More than seven months after foreclosure laid the controversial Trinitas golf course in northwestern Calaveras County to rest, its woeful story lives on in courts from San Andreas to Fresno and San Francisco.
Michael Nemee, who began to build the course without required permits on 280 acres near Wallace more than a decade ago, and his wife Michelle, remain involved in various litigation as both plaintiffs and defendants despite losing the ill-fated property in April.
A 3-2 vote of the Calaveras County Board of Supervisors in May 2009 to reject an environmental review of the course and plans for more than a dozen homes surrounding it marked the beginning of the end for Trinitas. The county ordered golf to cease and desist soon afterward. A subsequent lawsuit filed in a federal bankruptcy court against the county by the Nemees was found in December 2011 for the county. The couple argued the course should have been permitted under the definition of “agritourism” in the county code.
A Calaveras County Superior Court judge is scheduled to hear arguments today in a separate suit filed on behalf of the former course’s new owners.
Lance and Renee Dami, of Fresno, paid about $1.2 million for the Nemees’ former home and 160 acres in May. The remaining 120 acres remained in the possession of Community Bank of San Joaquin and is tied up by various lienholders.
The Damis almost immediately filed a police report claiming theft and damage to the property and filed suit in August. The Damis claim the Nemees removed a $310,000 irrigation pump system and an estimated $100,000 in other “personal property collateral” on their way out the door. A tractor, generators, water tank, filtration system, well pump connector and computerized control panel are identified among the miscellaneous “collateral” in court documents.
Ken Foley, a San Andreas attorney representing the Nemees, has argued that the Aug. 28 discharge of his clients’ Chapter 7 bankruptcy renders them “debtors who were to have a fresh start and be free from suits and harassment.”

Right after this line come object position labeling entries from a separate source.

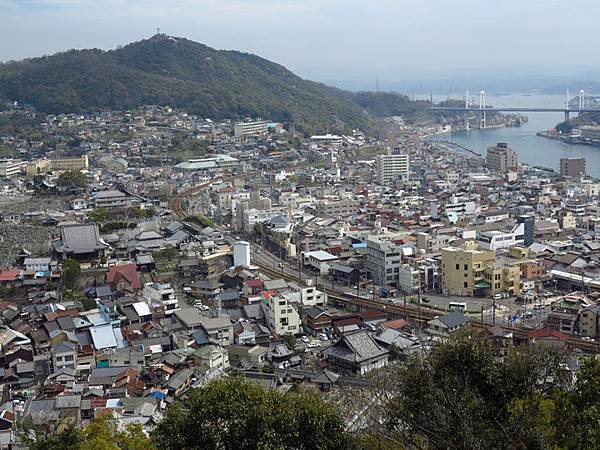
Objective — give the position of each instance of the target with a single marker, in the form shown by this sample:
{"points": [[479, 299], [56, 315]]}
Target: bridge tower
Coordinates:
{"points": [[567, 107], [467, 127], [482, 114]]}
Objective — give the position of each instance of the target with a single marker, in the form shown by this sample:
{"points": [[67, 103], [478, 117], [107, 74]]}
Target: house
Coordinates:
{"points": [[124, 278], [447, 324], [64, 355], [180, 382], [356, 353], [39, 264], [247, 354], [345, 274], [161, 297], [80, 241], [316, 320]]}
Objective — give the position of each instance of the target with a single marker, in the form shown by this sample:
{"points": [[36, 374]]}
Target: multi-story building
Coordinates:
{"points": [[114, 199], [42, 166], [572, 167], [311, 296], [391, 167], [335, 208], [11, 167], [281, 316], [495, 240], [383, 261], [463, 269], [254, 128], [501, 158], [161, 296]]}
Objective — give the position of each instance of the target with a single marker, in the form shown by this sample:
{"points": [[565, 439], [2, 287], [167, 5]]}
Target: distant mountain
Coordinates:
{"points": [[172, 71]]}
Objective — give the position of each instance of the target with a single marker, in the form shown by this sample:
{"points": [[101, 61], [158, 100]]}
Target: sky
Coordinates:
{"points": [[327, 39]]}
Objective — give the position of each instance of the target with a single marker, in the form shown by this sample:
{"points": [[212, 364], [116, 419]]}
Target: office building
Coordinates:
{"points": [[463, 269], [572, 167], [241, 254], [391, 167], [383, 261], [336, 208], [501, 158], [258, 127], [528, 228], [11, 167]]}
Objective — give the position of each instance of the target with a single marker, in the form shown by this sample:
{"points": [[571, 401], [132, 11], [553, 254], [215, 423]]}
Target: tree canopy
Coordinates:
{"points": [[236, 414]]}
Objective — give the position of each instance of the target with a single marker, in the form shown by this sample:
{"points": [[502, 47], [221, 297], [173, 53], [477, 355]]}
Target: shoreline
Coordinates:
{"points": [[568, 139]]}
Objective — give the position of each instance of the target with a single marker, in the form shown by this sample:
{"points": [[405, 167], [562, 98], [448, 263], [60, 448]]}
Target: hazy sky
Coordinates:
{"points": [[324, 39]]}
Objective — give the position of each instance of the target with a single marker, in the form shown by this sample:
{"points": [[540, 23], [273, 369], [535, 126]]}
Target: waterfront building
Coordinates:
{"points": [[501, 158], [572, 167]]}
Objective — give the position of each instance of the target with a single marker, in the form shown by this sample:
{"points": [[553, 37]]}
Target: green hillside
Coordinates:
{"points": [[174, 71]]}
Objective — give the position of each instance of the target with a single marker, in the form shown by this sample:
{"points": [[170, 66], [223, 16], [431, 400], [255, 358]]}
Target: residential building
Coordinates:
{"points": [[463, 269], [496, 240], [501, 158], [572, 167], [281, 316], [447, 324], [162, 298], [11, 167], [391, 167], [383, 261], [253, 128], [336, 208], [356, 353]]}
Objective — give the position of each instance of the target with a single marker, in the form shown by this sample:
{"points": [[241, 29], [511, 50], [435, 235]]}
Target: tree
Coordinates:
{"points": [[72, 179], [102, 433], [233, 413], [71, 271], [460, 396], [578, 410]]}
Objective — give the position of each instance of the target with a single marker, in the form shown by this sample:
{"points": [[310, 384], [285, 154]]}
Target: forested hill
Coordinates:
{"points": [[174, 71]]}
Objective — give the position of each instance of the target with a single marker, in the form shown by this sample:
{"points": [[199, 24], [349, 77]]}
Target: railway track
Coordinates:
{"points": [[421, 315]]}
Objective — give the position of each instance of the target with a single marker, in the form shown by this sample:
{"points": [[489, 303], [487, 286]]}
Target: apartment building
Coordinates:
{"points": [[161, 296], [42, 166], [281, 316], [391, 167], [501, 158], [383, 261], [336, 208], [257, 127], [572, 167], [495, 240], [463, 269], [11, 167]]}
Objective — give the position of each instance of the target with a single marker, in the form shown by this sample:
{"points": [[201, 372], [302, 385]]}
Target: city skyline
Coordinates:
{"points": [[323, 41]]}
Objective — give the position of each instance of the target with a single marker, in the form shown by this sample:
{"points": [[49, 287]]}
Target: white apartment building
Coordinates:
{"points": [[392, 166], [161, 295], [281, 316], [11, 167], [495, 240], [311, 296], [383, 261], [256, 127]]}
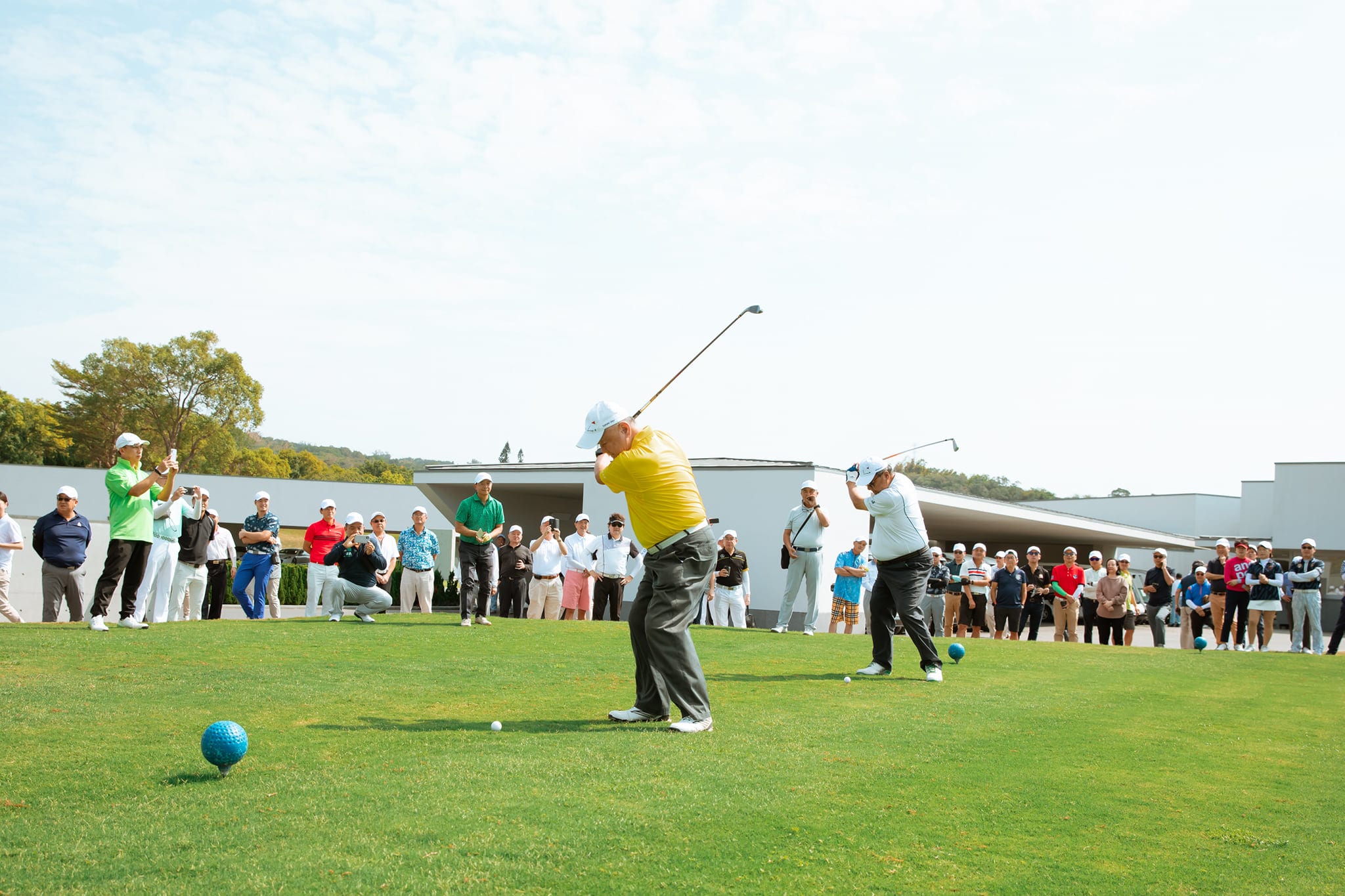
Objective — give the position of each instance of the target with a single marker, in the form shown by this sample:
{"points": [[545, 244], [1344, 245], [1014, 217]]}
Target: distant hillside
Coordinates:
{"points": [[984, 486]]}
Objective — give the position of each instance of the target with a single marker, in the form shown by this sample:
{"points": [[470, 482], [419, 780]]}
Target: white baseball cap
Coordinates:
{"points": [[600, 417], [870, 468]]}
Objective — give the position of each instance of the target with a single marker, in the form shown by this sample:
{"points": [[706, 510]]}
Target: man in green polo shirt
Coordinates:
{"points": [[131, 500], [479, 521]]}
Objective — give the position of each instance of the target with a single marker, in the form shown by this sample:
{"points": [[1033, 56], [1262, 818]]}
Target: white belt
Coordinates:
{"points": [[673, 539]]}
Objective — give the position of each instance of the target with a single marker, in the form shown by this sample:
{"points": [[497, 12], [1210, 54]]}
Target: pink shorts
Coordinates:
{"points": [[577, 594]]}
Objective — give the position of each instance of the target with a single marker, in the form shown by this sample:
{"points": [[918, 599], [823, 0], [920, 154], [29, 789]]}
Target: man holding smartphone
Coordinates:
{"points": [[358, 561]]}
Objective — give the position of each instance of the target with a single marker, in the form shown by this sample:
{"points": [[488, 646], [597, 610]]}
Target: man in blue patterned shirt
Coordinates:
{"points": [[418, 548], [261, 540]]}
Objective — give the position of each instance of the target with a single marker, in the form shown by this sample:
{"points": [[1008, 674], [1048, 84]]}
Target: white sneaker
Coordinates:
{"points": [[634, 715]]}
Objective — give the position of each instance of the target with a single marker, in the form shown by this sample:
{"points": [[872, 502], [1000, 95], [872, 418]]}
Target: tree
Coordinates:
{"points": [[182, 393]]}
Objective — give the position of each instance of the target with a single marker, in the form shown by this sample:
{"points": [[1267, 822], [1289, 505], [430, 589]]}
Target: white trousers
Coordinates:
{"points": [[192, 581], [730, 608], [152, 594], [417, 586], [318, 576]]}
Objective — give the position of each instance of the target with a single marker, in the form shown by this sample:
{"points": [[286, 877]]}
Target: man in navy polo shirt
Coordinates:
{"points": [[61, 539]]}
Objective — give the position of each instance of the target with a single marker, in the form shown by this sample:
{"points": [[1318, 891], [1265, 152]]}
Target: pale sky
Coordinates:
{"points": [[1057, 232]]}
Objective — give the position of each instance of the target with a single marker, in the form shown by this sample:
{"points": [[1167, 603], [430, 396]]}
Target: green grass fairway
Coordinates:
{"points": [[1032, 769]]}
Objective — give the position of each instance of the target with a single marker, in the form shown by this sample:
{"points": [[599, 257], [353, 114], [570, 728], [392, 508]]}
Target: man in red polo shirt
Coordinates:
{"points": [[1067, 584], [1237, 601], [319, 539]]}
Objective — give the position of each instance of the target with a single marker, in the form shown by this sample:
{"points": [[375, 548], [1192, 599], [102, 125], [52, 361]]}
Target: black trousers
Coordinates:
{"points": [[1114, 628], [899, 593], [1090, 609], [1237, 601], [123, 557], [474, 566], [1032, 613], [512, 597], [608, 593], [217, 586]]}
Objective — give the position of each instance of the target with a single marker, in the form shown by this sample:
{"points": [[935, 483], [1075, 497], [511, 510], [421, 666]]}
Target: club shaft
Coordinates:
{"points": [[690, 363]]}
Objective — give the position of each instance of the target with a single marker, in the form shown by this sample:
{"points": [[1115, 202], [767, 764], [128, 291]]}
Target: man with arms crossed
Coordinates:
{"points": [[669, 519], [131, 498], [62, 539], [900, 548], [803, 540]]}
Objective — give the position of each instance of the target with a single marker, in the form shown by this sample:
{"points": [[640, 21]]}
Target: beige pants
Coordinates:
{"points": [[1066, 618], [417, 586], [6, 610], [544, 598]]}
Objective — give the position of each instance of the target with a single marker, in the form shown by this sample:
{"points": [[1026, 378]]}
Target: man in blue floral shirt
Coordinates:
{"points": [[261, 542]]}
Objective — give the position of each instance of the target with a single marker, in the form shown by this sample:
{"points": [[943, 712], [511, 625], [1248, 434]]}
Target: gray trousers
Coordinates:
{"points": [[1306, 605], [806, 567], [60, 584], [666, 666], [338, 593]]}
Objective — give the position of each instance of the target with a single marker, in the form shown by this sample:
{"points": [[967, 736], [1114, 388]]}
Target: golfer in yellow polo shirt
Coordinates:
{"points": [[669, 517]]}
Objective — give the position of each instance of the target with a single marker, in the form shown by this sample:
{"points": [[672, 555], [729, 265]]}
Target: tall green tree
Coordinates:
{"points": [[182, 394]]}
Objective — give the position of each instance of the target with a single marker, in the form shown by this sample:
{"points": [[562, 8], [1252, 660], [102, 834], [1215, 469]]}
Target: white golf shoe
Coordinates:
{"points": [[634, 715]]}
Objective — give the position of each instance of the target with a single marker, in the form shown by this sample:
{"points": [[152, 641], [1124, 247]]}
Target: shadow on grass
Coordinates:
{"points": [[190, 778], [526, 726]]}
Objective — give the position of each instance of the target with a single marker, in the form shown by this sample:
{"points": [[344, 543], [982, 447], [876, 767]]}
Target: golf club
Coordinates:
{"points": [[749, 309]]}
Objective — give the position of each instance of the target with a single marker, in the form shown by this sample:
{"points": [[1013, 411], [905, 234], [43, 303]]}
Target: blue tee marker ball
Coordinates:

The Nemees have also appealed the agritourism decision to the Ninth Circuit Court of Appeals in San Francisco, with opening briefs in that case to be completed by the end of this month.
The couple has also sued the county and former Planning Department officials, seeking $12 million in damages, claiming that they were denied their constitutional right to due process in the handling of the project. That case has been stayed by the U.S. District Court in Fresno pending the outcome of the agritourism appeal.